Mayor Oscar Goodman's Collection
Former Mafia mouthpiece and current Sin City mayor, Oscar Goodman, has one of the world's largest collections of bobbleheads, including one of himself. His favorite bobblehead is that of Monica Lewinsky, shown kneeling in a blue dress, with her mouth wide open. "I can see why Bill Clinton appreciated her services," the mayor said. "Ms. Lewinsky's mouth is huge, but her lips, although full, are sensuous and soft. I really should look into hiring her for dictation."
Other bobbleheads in the mayor's collection include fellow politicians, athletes, singers, actors, and historical figures. His wife gives him one every Christmas, although Goodman, who is Jewish, does not celebrate the religious significance of the holiday. "However," he declares, "I would love to acquire a Jesus bobblehead to add to my Adam and Eve, Noah, Abraham, Moses, and David action figures," which are all "properly circumcised, according to the Covenant."
There is also a bobblehead JFK action figure that only works when its head is shot with a toy rifle. "I don't think I want that one," Goodman says. "It's too politically incorrect, although I understand that Jackie owned one."
Although early bobbleheads were "fun characters," Goodman says, including such real-life characters as Meyer Lansky, Bugsy Siegel, John Gotti, and Richard Nixon, "major league baseball has just about ruined the lineup by flooding the market with bobblehead baseball players." However, there are still a few of the figures that Goodman would like to add to his ever-growing collection. "I want the Beatles, Michael Jackson, and Madonna," the mayor confesses, "and one of John Kerry's daughter, whose figure wears the same see-through blouse that the Gentile slut wore at that European film festival."

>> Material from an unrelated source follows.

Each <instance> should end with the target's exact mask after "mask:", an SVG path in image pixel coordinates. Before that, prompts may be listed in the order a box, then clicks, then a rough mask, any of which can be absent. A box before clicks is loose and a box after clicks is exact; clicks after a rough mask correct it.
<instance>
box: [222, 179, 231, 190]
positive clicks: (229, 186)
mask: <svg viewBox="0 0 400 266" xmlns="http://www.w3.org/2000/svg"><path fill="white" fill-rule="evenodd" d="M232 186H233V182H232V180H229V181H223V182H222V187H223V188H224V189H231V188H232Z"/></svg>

Bobbleboob Dolls and Bobbledick Action Figures
For those who are "into such things," the mayor says, "there's also a collection of boobleboob dolls, foremost among which is the one of Dolly Parton," and a few, rare bobbled action figures, including one of Goodman's nine-inch colleague, California's Governor Arnold Schwartzenegger. "I'll leave it to your imagination as to what parts of these dolls' and action figures' anatomies bobble," the mayor said, "but their names sort of give even Gentiles a clue."